Effective Listening is maybe the most crucial skill any broadcaster can have. Just like it is in a regular conversation, It is imperative to hear what another person says so you can engage and react appropriately. When audiences feel trust and chemistry between broadcast teams, it is rooted in fluid and connected conversations. Active Listening becomes even more critical in disagreements where two people have different perspectives and need to understand another viewpoint to counter or debate effectively.

KNOW THE NAMES, BACKSTORIES AND STORYLINES

Analysts have to prepare and do their homework. They must know the athlete’s names, numbers, stories, and backstories. An analyst can connect viewers to a game, athlete, or outcome. The Analyst helps personalize athletes. To do that, they need to know them. I hate it when an analyst says something like “Number 25 made the tackle” instead of the athlete’s name. I want the Analyst to tell me who the athletes are, what matters to them, and why I should invest my time watching them play.

CONNECT THE DOTS 

They don’t just react to a play or a moment; they explain the how and why. Anyone can state the obvious by telling us it was a great catch or a missed pitch. I want to be told what it means and why. I.e., “This Catch is tough to make in this coverage because X, Y, and Z.” We can see a homerun is out of the park or a receiver shrugged off defenders to get into the end zone. How did it happen? What makes the athlete a good shooter, why do you need to get out of a break early, why do you have to get off the block a certain way, what does it look like when someone has good form, where did an unsound gap on the line allow for a touchdown.

TRANSLATE DATA

Analytics and statistics play a HUGE role in sports, determining everything from coaching decisions to gambling odds. However, numbers will feel meaningless to an audience if they aren’t put into context. The launch angle of a home run won’t mean much to a viewer who doesn’t understand why a launch angle matters or what it is. A 44% Three-point shooting percentage might not mean much until it is qualified with data that the best 3-point shooter in the NBA shoots 45.7%.

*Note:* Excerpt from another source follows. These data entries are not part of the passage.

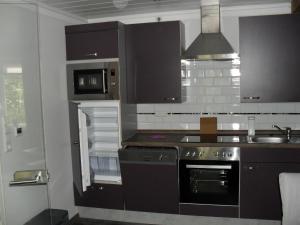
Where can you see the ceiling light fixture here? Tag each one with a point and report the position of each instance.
(120, 4)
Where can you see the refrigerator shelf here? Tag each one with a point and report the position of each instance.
(99, 147)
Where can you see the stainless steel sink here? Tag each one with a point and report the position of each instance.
(270, 140)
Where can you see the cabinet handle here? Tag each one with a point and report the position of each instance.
(92, 54)
(251, 98)
(170, 99)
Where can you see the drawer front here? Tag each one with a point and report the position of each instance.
(101, 196)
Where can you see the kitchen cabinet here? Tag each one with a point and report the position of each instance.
(150, 179)
(259, 189)
(153, 56)
(269, 50)
(93, 41)
(107, 196)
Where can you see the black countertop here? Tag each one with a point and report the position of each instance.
(187, 138)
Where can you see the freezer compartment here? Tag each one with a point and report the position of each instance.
(105, 167)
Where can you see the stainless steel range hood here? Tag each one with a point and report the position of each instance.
(211, 43)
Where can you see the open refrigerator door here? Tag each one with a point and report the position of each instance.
(100, 140)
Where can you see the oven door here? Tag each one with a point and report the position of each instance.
(209, 182)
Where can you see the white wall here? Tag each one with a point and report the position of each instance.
(55, 108)
(19, 48)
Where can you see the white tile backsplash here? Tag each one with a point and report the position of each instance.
(213, 89)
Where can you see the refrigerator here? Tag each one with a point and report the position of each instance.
(99, 139)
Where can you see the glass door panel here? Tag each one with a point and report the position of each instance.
(24, 194)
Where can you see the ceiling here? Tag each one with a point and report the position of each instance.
(105, 8)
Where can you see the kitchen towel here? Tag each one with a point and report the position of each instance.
(290, 196)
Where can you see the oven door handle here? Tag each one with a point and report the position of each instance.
(215, 167)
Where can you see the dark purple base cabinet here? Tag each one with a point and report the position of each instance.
(107, 196)
(151, 188)
(209, 210)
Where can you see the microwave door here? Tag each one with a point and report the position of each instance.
(84, 150)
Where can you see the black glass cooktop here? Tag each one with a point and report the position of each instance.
(213, 139)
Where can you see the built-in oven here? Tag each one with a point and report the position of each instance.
(93, 80)
(209, 176)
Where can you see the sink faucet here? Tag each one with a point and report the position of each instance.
(287, 131)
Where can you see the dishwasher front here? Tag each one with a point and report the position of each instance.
(150, 179)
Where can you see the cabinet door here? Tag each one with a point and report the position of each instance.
(154, 61)
(269, 49)
(75, 148)
(151, 188)
(101, 196)
(92, 45)
(260, 193)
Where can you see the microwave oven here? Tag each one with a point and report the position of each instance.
(93, 80)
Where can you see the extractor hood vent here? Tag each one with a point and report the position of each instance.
(211, 43)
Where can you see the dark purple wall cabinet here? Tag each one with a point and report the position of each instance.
(269, 51)
(150, 183)
(260, 169)
(153, 54)
(92, 41)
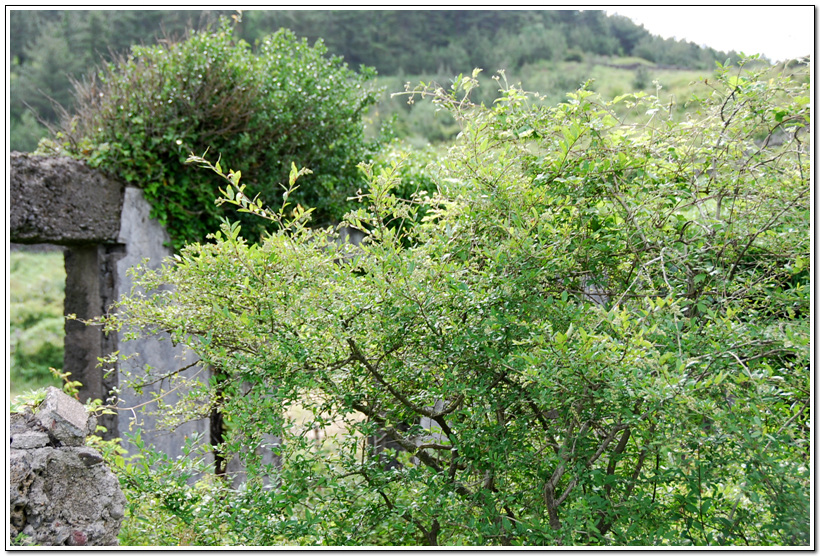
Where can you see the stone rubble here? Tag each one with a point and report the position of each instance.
(61, 492)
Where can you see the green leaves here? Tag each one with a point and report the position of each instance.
(576, 343)
(260, 110)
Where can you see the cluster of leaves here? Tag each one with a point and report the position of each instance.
(597, 333)
(287, 101)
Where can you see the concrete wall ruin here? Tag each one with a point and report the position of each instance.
(106, 228)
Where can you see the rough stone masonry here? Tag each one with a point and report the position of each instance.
(61, 492)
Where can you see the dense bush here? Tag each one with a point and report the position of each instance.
(288, 102)
(598, 334)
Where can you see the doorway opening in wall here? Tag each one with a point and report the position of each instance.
(36, 327)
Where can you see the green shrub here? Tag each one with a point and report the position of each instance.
(608, 324)
(286, 102)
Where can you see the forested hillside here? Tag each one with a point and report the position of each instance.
(49, 48)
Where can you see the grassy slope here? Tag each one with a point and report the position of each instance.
(36, 328)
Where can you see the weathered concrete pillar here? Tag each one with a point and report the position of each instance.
(147, 240)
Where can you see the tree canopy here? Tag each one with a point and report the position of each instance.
(141, 115)
(597, 333)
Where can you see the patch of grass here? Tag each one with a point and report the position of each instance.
(36, 324)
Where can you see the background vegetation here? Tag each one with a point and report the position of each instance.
(50, 48)
(599, 299)
(596, 335)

Troy Aikman was caught off-guard in 2022 in Denver when Broncos head coach Nathaniel Hackett kicked a 64-yard game-winning field on 4th and five instead of putting the team’s fate in Quarterback Russell Wilson’s hands. I sat at home wondering the stats on 4th down conversations. Instead, Aikman rambled on about how the kicker was better on the road than at home, which didn’t matter. Only two kickers had ever made a field goal from that distance in NFL history, while 51 percent of NFL teams convert on 4th down, which was the stat discussion begging to be had. Aikman quickly recovered, summing up what happened perfectly and providing what would become the headline about Hackett’s coaching move, “The decision he made was that he trusted Brandon McManus more than he trusted having the ball in Russell Wilson’s hands on 4th down,” said Aikman, connecting the dots for us on what we had just witnessed.

TEACH 

Great analysts are good teachers who can easily convey their expertise. Think John Madden. They should be able to make educated guesses based on that knowledge of how a game or play will unfold. After listening to a good analyst, the audience should learn something about the sport. They should tell us why a play or a swing worked. What proper technique looks like. A good analyst can incorporate multiple things simultaneously, telling us how something happened and qualifying why it is good or bad while adding backstory. Kirk Herbstreit is good at this.

ENTERTAIN 

Fans enjoy listening to former Dallas Cowboys Quarterback Tony Romo call a game because he entertains them. Most of the time, we don’t see an analyst; we only hear them. So, I like a color commentator’s style and characteristics to be distinct enough to be recognizable and unique. But not so much so that it crosses over into schtick.